Sam’s Club eases penalties for RFID non-compliance
20 January, 2009
category: RFID
The Sam’s Club division of Wal-Mart has announced a dramatic decrease in the penalty fee it will charge suppliers who do not use RFID-enabled pallets to ship their goods. The change comes after major changes a year ago in Wal-Mart’s own RFID requirements.
The Sam’s Club plan originally required suppliers to be tagging the pallets of all solid SKU pallets sent to Sam’s 22 distribution centers by the end of January 2009. Suppliers failing to meet this requirement would be charged as much as $3 per untagged pallet. Now, with that deadline for compliance looming, Sam’s has reduced the per-pallet penalty to 12 cents, which is the cost for Sam’s to apply the tag upon arrival at the distribution center.

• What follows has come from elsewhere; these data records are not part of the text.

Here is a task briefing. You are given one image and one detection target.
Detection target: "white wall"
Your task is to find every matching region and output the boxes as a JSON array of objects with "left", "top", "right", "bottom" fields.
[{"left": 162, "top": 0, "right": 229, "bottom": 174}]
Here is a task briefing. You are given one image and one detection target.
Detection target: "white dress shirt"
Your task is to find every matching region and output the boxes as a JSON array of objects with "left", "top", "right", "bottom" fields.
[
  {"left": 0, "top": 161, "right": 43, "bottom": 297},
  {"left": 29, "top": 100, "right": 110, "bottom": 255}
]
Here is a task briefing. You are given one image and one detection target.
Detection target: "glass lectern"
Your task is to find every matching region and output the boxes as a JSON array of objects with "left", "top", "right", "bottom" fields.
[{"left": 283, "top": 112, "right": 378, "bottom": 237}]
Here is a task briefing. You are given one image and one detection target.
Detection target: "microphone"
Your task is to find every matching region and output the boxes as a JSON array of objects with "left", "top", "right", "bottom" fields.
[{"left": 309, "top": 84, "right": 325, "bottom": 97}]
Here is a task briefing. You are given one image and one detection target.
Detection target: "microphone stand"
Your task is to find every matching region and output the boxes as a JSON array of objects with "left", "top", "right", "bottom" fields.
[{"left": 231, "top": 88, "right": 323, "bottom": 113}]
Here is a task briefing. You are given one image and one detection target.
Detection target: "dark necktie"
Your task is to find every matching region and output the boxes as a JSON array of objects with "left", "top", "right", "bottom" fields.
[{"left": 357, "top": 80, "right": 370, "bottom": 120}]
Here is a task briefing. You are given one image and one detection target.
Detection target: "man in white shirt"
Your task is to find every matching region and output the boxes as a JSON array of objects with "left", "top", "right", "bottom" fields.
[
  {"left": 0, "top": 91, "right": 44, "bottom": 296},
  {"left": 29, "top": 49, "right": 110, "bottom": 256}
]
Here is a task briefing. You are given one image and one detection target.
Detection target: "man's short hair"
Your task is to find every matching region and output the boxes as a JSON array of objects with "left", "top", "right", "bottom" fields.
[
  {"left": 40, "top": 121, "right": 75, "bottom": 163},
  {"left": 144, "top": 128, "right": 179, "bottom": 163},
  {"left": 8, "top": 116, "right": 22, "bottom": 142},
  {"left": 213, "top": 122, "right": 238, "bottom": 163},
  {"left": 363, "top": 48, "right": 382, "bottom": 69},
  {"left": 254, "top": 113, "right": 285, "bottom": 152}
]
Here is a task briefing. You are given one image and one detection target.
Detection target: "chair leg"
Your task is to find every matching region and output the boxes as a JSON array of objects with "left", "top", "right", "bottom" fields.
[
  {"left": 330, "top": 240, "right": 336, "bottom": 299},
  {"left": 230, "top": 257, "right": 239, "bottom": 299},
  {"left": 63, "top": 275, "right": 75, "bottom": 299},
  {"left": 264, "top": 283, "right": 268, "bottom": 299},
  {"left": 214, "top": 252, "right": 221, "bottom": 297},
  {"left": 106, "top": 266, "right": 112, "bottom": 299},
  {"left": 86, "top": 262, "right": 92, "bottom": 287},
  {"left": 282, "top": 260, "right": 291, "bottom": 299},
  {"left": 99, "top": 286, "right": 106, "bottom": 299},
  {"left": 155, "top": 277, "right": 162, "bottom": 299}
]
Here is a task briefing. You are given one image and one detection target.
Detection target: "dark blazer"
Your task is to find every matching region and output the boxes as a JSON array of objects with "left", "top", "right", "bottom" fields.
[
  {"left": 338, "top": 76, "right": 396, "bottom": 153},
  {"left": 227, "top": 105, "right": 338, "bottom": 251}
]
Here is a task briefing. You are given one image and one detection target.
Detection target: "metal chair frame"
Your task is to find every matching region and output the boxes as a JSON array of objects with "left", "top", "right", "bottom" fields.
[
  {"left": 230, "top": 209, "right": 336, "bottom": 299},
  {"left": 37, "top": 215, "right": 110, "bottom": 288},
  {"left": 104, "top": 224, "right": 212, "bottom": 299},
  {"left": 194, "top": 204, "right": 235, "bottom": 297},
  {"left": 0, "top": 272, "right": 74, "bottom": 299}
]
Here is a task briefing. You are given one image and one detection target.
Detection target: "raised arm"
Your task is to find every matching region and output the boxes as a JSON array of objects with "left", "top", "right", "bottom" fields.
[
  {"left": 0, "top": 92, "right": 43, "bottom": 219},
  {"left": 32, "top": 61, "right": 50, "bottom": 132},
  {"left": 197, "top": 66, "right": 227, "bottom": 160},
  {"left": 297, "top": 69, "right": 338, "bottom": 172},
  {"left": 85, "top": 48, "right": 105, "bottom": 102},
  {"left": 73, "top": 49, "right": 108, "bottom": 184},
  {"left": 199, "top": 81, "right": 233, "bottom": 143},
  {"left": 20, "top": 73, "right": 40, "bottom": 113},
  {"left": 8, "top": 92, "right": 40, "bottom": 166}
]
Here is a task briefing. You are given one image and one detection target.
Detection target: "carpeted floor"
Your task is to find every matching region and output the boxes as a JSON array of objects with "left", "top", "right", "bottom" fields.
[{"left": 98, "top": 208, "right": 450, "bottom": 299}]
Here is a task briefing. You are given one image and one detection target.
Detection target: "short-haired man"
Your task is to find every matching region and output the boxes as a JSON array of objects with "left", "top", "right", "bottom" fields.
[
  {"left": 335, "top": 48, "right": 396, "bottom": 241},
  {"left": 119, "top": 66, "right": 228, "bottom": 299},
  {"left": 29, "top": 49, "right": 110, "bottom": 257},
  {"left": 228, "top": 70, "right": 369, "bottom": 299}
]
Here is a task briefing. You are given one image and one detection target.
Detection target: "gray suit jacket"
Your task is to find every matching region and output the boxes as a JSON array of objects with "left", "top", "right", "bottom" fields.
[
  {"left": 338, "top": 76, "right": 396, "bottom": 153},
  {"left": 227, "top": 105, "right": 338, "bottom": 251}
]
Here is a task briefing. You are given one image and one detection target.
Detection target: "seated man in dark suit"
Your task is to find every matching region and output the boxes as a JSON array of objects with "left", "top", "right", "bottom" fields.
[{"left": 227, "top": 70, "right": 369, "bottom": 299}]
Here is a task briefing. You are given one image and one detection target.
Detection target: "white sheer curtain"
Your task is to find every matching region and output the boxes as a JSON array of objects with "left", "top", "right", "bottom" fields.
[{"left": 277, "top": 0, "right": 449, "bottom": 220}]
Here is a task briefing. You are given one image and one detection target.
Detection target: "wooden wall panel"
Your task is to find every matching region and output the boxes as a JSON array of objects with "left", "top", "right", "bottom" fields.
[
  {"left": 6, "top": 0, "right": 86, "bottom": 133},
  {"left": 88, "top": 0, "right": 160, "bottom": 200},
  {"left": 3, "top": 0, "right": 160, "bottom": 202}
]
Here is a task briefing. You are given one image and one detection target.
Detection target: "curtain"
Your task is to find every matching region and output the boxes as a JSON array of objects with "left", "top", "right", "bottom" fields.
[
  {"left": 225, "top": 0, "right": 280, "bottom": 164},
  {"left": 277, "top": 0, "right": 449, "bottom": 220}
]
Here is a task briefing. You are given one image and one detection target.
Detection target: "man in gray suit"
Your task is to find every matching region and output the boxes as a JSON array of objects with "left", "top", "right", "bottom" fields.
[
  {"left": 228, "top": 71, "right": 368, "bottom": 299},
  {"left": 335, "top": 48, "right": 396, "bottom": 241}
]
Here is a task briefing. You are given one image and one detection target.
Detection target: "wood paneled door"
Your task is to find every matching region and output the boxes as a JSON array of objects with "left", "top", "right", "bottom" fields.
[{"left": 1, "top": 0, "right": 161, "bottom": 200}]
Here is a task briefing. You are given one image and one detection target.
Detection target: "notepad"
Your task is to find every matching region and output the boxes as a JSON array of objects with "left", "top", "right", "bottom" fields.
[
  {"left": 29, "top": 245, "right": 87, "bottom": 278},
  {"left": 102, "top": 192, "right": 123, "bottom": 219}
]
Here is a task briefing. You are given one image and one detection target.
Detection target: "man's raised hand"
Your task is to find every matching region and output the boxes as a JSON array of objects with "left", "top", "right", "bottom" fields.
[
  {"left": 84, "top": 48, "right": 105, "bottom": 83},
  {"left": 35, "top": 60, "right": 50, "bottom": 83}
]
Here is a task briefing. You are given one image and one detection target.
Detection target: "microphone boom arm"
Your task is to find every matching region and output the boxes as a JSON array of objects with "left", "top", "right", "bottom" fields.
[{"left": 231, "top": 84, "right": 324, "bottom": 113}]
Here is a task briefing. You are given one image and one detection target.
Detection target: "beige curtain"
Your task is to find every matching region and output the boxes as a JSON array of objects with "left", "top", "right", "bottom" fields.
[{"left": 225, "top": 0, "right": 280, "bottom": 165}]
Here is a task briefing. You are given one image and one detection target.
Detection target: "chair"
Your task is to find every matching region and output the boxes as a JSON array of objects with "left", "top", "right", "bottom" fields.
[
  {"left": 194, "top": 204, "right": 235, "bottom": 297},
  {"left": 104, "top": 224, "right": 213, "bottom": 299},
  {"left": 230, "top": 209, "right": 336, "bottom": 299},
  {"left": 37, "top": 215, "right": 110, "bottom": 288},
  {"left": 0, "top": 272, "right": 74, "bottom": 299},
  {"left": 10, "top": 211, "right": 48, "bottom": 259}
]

The change in policy appears to be due to multiple factors in the retail industry. With Wal-Mart itself easing RFID requirements, and no other major retailers introducing similar policies, few suppliers have reached the point that it is more cost-effective to invest in RFID infrastructure than to pay the Sam’s Club fees. Meanwhile, Sam’s own RFID investment has lowered costs to the point where tagging at distribution centers is a small effort, in terms of costs or labor. Apparently, this can be treated as another step in an internal labeling and tracking process already in place at the warehouses.
The policy change also comes as Sam’s Club’s own focus for RFID applications shifts from receiving from suppliers to store-related uses, including receiving, stocking, and inventory. This foreshadows another requirement Sam’s may soon put in place for suppliers: item-level tagging to aid inventory and eventually, RFID-enabled check-out.